Patrono


S. Paulo


Paulo de Tarso, o "apóstolo dos gentios" nasceu na cidade de Tarso, entre os anos 15 e 5 a.C. De acordo com os costumes da sua época, tinha como nomes; Saulo para o mundo judeu e Paulo para o mundo Romano, nome que definitivamente adotaria quando se converteu ao Cristianismo.

Desde jovem tinha sentido a necessidade de se dedicar ao serviço de Deus e por isso se dirigiu a Jerusalém para estudar a religião com os melhores mestres do seu tempo. O interesse pelas coisas de Deus fê-lo esquecer-se da busca de uma esposa.

Os judeus encarregaram-no da difícil tarefa de eliminar das suas comunidades a doutrina cristã. Paulo dirigiu então a repressão contra os seguidores de Cristo, fazendo-o de uma forma muito dura.

Até esse momento Paulo sentia-se bem e dava graças a Deus porque o havia feito um crente responsável e consequente com os seus princípios. Mas cedo descobriu que os seus méritos e seus serviços não eram o que contavam para Deus; a sua fé não era mais do que um fanatismo humano e a sua segurança de crente, um orgulho dissimulado. Paulo viu-se a si mesmo um pecador, violento e rebelde mas ao mesmo tempo compreendeu que Deus acolhe, entende, perdoa.

Desta maneira, Paulo descobriu um novo caminho baseado em Cristo, transformando-se num instrumento de propagação da igreja. Foi um grande proclamador da palavra de Cristo, trabalho que realizou visitando inúmeras cidades e comunidades, convertendo-se num animador constante das mesmas, através das suas epístolas.

Paulo foi um homem sólido, intransigente e impetuoso, e ao mesmo tempo, um irmão, um amigo para os seus companheiros.

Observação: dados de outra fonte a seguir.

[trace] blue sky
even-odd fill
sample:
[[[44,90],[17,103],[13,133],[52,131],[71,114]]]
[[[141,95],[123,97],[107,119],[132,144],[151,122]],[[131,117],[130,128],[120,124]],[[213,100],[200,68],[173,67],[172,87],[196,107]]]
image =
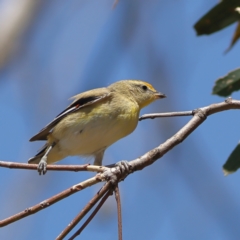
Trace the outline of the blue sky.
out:
[[[167,95],[143,113],[192,110],[223,98],[214,81],[239,67],[235,26],[197,37],[194,23],[217,1],[52,0],[42,4],[17,54],[0,72],[0,159],[27,162],[41,147],[28,140],[72,95],[120,79],[142,79]],[[232,96],[238,99],[239,93]],[[239,141],[239,113],[209,117],[183,143],[120,184],[124,239],[238,239],[239,172],[222,165]],[[175,134],[189,117],[145,120],[111,146],[104,163],[132,160]],[[82,164],[69,157],[59,164]],[[93,176],[0,169],[0,219]],[[101,185],[1,229],[1,239],[54,239]],[[117,239],[109,199],[81,239]]]

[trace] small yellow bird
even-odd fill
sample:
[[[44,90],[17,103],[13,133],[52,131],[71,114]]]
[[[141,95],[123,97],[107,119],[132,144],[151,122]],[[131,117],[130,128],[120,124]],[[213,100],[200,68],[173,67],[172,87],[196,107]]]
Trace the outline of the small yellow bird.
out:
[[[73,97],[73,103],[30,141],[46,144],[28,163],[39,163],[38,172],[46,173],[47,164],[67,156],[94,156],[102,165],[104,151],[136,128],[140,110],[166,96],[140,80],[122,80]]]

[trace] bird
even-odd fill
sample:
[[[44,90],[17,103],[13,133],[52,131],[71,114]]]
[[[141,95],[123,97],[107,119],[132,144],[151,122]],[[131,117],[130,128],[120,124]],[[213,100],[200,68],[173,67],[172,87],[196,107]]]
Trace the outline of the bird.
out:
[[[47,164],[67,156],[94,157],[101,166],[105,150],[132,133],[140,110],[166,95],[142,80],[121,80],[73,96],[73,102],[29,141],[46,141],[28,160],[45,174]]]

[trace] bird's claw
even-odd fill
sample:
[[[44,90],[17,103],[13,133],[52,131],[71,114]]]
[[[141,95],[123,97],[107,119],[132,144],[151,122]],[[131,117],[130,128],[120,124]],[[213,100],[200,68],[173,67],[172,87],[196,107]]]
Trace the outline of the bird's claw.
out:
[[[132,172],[132,165],[129,164],[129,162],[126,160],[117,162],[115,166],[119,167],[122,175],[122,180],[124,180],[124,178],[126,178],[126,176]]]
[[[47,172],[47,157],[43,156],[38,164],[39,175],[44,175]]]

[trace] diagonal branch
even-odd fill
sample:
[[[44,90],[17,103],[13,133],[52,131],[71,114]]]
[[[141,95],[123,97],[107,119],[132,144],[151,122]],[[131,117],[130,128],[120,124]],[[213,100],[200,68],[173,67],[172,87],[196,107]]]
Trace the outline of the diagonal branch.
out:
[[[170,112],[170,113],[150,113],[150,114],[144,114],[139,118],[139,121],[142,121],[144,119],[154,119],[159,117],[184,117],[184,116],[192,116],[193,111],[185,111],[185,112]]]
[[[112,190],[108,190],[108,192],[103,196],[97,207],[94,209],[92,214],[88,217],[88,219],[83,223],[83,225],[69,238],[69,240],[75,239],[78,235],[81,234],[81,232],[85,229],[85,227],[92,221],[92,219],[95,217],[95,215],[98,213],[99,209],[102,207],[102,205],[106,202],[108,197],[112,195]]]
[[[35,206],[27,208],[22,212],[19,212],[19,213],[15,214],[11,217],[3,219],[2,221],[0,221],[0,227],[4,227],[4,226],[6,226],[10,223],[13,223],[15,221],[18,221],[18,220],[24,218],[24,217],[27,217],[31,214],[34,214],[38,211],[41,211],[44,208],[47,208],[47,207],[51,206],[52,204],[66,198],[66,197],[68,197],[68,196],[70,196],[70,195],[72,195],[76,192],[79,192],[79,191],[81,191],[81,190],[83,190],[87,187],[90,187],[90,186],[92,186],[92,185],[94,185],[94,184],[96,184],[100,181],[101,181],[101,179],[97,175],[93,178],[89,178],[88,180],[85,180],[81,183],[78,183],[78,184],[76,184],[76,185],[74,185],[74,186],[72,186],[72,187],[54,195],[53,197],[48,198],[48,199],[36,204]]]
[[[152,149],[151,151],[147,152],[143,156],[134,159],[132,161],[129,161],[128,164],[130,167],[127,167],[125,170],[124,168],[121,168],[119,165],[107,168],[107,167],[98,167],[96,166],[90,166],[90,165],[83,165],[83,166],[68,166],[71,171],[97,171],[99,172],[95,177],[90,178],[82,183],[79,183],[45,201],[43,201],[40,204],[37,204],[29,209],[26,209],[23,212],[20,212],[12,217],[9,217],[5,220],[0,221],[0,227],[3,227],[9,223],[12,223],[14,221],[17,221],[23,217],[26,217],[30,214],[33,214],[35,212],[38,212],[42,210],[43,208],[46,208],[50,206],[53,203],[56,203],[57,201],[60,201],[61,199],[70,196],[71,194],[80,191],[86,187],[92,186],[93,184],[96,184],[100,181],[107,181],[107,183],[104,185],[104,187],[98,192],[97,195],[95,195],[92,200],[86,205],[86,207],[77,215],[77,217],[66,227],[66,229],[58,236],[57,239],[62,239],[65,237],[69,231],[72,230],[72,228],[92,209],[92,207],[103,197],[104,194],[106,194],[107,191],[109,191],[110,186],[112,186],[112,183],[115,183],[116,185],[118,182],[120,182],[122,179],[126,178],[129,173],[133,173],[135,171],[142,170],[143,168],[151,165],[156,160],[164,156],[168,151],[170,151],[172,148],[174,148],[176,145],[180,144],[182,141],[184,141],[198,126],[200,126],[208,116],[226,111],[231,109],[240,109],[240,101],[233,100],[232,98],[227,98],[224,102],[211,104],[206,107],[202,107],[196,110],[189,112],[180,112],[178,115],[176,113],[167,113],[167,114],[159,114],[156,116],[155,114],[150,116],[152,117],[162,117],[165,116],[187,116],[188,114],[193,115],[193,117],[190,119],[190,121],[182,127],[174,136],[166,140],[164,143],[159,145],[158,147]],[[149,118],[149,116],[147,117]],[[144,116],[140,119],[146,119]],[[9,163],[9,162],[2,162],[0,161],[0,166],[3,167],[9,167],[9,168],[27,168],[27,169],[36,169],[37,165],[29,165],[29,164],[20,164],[19,163]],[[126,166],[126,162],[125,162]],[[48,166],[48,170],[63,170],[66,166]],[[76,167],[76,169],[75,169]],[[68,169],[68,170],[69,170]],[[75,170],[73,170],[75,169]],[[82,170],[81,170],[82,169]],[[83,170],[84,169],[84,170]],[[87,170],[88,169],[88,170]],[[91,170],[90,170],[91,169]],[[130,171],[129,171],[130,169]],[[66,170],[66,168],[65,168]],[[115,186],[116,186],[115,185]],[[119,195],[118,189],[116,188],[116,196]],[[120,199],[120,198],[119,198]],[[120,203],[120,201],[119,201]],[[121,212],[121,206],[118,204],[118,212]],[[121,216],[118,216],[119,224],[121,223],[120,220]],[[121,228],[119,228],[121,229]],[[119,232],[119,239],[121,239],[120,236],[121,233]]]
[[[165,155],[168,151],[174,148],[176,145],[184,141],[198,126],[200,126],[208,116],[232,109],[240,109],[240,101],[233,100],[232,98],[227,98],[224,102],[211,104],[206,107],[198,108],[193,110],[193,117],[190,121],[181,128],[175,135],[166,140],[164,143],[158,147],[152,149],[151,151],[145,153],[143,156],[132,160],[129,164],[132,166],[132,172],[142,170],[146,166],[151,165],[156,160]],[[111,172],[114,170],[111,169]],[[106,177],[109,176],[109,171],[103,173]]]
[[[121,199],[120,199],[120,191],[119,191],[118,185],[115,187],[114,193],[115,193],[117,209],[118,209],[118,239],[122,240],[122,209],[121,209]]]
[[[105,185],[98,191],[98,193],[88,202],[83,210],[70,222],[67,227],[58,235],[56,240],[63,239],[78,223],[79,221],[94,207],[94,205],[103,197],[103,195],[110,189],[111,182]]]
[[[38,164],[0,161],[0,167],[37,170]],[[52,171],[72,171],[72,172],[79,172],[79,171],[104,172],[106,170],[106,167],[95,166],[95,165],[90,165],[90,164],[84,164],[84,165],[47,165],[47,170],[48,171],[51,171],[51,170]]]

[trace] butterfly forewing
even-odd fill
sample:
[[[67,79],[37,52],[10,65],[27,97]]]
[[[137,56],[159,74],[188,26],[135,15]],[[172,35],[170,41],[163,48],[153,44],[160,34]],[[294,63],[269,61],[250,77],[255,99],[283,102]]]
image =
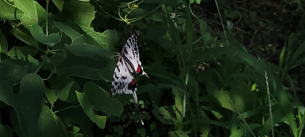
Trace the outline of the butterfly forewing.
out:
[[[137,97],[137,83],[132,73],[135,72],[139,76],[147,74],[141,65],[138,46],[138,37],[134,33],[127,40],[122,52],[118,55],[117,63],[114,70],[111,83],[111,96],[113,97],[123,93],[132,94],[136,106],[139,112],[142,125],[144,125]]]
[[[127,62],[119,55],[111,84],[111,96],[115,97],[123,93],[133,94],[137,91],[137,83],[131,74],[132,69]]]
[[[131,35],[128,39],[123,48],[122,52],[124,57],[128,63],[133,67],[137,75],[147,75],[143,71],[141,66],[139,55],[139,49],[138,45],[138,36],[136,33]]]

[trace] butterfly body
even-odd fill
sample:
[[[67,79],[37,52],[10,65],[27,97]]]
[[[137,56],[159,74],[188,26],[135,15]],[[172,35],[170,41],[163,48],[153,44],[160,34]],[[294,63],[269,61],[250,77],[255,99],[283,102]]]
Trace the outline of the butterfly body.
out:
[[[135,72],[139,76],[148,76],[143,70],[139,60],[136,33],[134,33],[128,38],[122,51],[117,54],[117,62],[111,83],[111,96],[114,97],[123,93],[132,94],[136,106],[140,111],[137,97],[137,83],[132,73]],[[139,112],[141,122],[144,125],[141,112]]]

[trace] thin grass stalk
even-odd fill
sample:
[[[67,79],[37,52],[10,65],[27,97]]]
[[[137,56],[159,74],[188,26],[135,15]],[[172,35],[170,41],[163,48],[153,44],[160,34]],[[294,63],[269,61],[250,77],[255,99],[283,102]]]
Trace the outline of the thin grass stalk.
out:
[[[251,134],[252,134],[252,135],[254,137],[256,137],[256,136],[255,136],[255,135],[254,134],[254,133],[253,133],[253,132],[252,131],[252,130],[251,130],[251,128],[250,128],[250,127],[249,127],[249,125],[248,125],[248,123],[247,123],[247,122],[246,122],[246,119],[245,119],[245,118],[244,117],[243,115],[242,115],[240,113],[239,113],[239,112],[238,111],[238,110],[237,109],[237,108],[236,108],[236,107],[235,107],[235,105],[234,105],[234,104],[233,104],[233,102],[232,101],[232,100],[231,100],[231,99],[230,99],[230,97],[229,97],[229,96],[228,96],[228,95],[227,95],[227,97],[228,97],[228,99],[230,101],[230,103],[231,104],[231,105],[232,105],[232,106],[233,107],[233,108],[234,109],[234,110],[236,110],[236,111],[237,112],[237,114],[238,114],[238,115],[239,115],[239,116],[240,116],[240,117],[242,118],[242,121],[244,122],[244,125],[245,125],[246,126],[247,126],[247,127],[248,128],[248,129],[249,129],[249,130],[250,131],[250,132],[251,133]],[[244,135],[245,135],[244,134],[244,134]]]
[[[269,86],[268,82],[268,77],[267,76],[267,72],[265,71],[265,77],[266,79],[266,86],[267,87],[267,93],[268,94],[268,101],[269,106],[269,113],[270,115],[270,119],[271,121],[271,134],[272,137],[274,137],[274,131],[273,129],[273,121],[272,118],[272,112],[271,111],[271,101],[270,99],[270,91],[269,90]]]

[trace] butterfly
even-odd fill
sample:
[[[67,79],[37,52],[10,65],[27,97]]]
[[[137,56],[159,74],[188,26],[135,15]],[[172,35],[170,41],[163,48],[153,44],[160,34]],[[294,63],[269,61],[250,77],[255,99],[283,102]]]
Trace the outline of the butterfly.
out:
[[[117,62],[111,83],[111,97],[115,97],[123,93],[132,94],[140,114],[141,122],[144,125],[137,97],[137,83],[132,73],[135,72],[138,76],[145,75],[149,77],[143,70],[139,60],[137,34],[132,34],[127,39],[122,51],[116,53],[117,54],[115,56],[117,56]]]

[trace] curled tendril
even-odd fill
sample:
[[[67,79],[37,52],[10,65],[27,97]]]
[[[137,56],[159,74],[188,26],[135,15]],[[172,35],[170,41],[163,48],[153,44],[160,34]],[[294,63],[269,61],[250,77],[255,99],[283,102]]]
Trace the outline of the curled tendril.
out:
[[[4,2],[5,2],[9,4],[12,5],[13,5],[15,4],[15,3],[14,2],[10,2],[9,1],[9,0],[4,0],[3,1]]]
[[[131,9],[135,9],[139,7],[139,6],[135,4],[135,3],[133,3],[131,4]]]

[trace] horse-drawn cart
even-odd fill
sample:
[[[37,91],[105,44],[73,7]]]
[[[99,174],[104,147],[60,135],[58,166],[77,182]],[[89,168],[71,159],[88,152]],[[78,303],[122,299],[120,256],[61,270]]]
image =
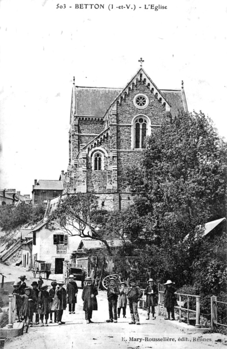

Foi um gigante, um homem fora de série, e ao mesmo tempo, um homem como nós, que duvida, vacila, busca, sofre, se encoleriza, protesta contra a doença, contra a injustiça, contra a incompreensão. Um resistente, um homem de ação, mas também um homem de reflexão.

Um atleta que se esforça por ganhar a corrida, custe o que custar, e que nos quer arrastar a atrás dele. Um homem de fogo, entusiasta, devorado por uma imensa paixão.

É por todas estas razões e não só pelas suas qualidades de santo, ou de seguidor de Cristo, que o consideramos o nosso modelo de Fé.

Paulo foi pioneiro em ideias como a divulgação da mensagem a todo o mundo e não só ao povo eleito. Além disso foi um caminhante inesgotável, que assumiu pessoalmente a tarefa que propôs aos seus irmãos de comunidade.

Num momento da sua vida viu-se confrontado com dois caminhos: o terreno - que lhe pedia que servisse Roma, perseguindo os cristãos - e o espiritual - que lhe oferecia um caminho cheio de obstáculos e dissabores, mas que lhe dava a oportunidade de fazer uma descoberta do seu próprio interior.

Este último, por sua vez, levá-lo-ia à; grande experiência de partilhar com diversas comunidades o encontro com a Fé. A sua virtude foi que, a partir da Fé, foi capaz de denunciar e de atuar, isto é, não se ficou pelo discurso, mas foi um exemplo de compromisso e testemunho com a verdade que pregava.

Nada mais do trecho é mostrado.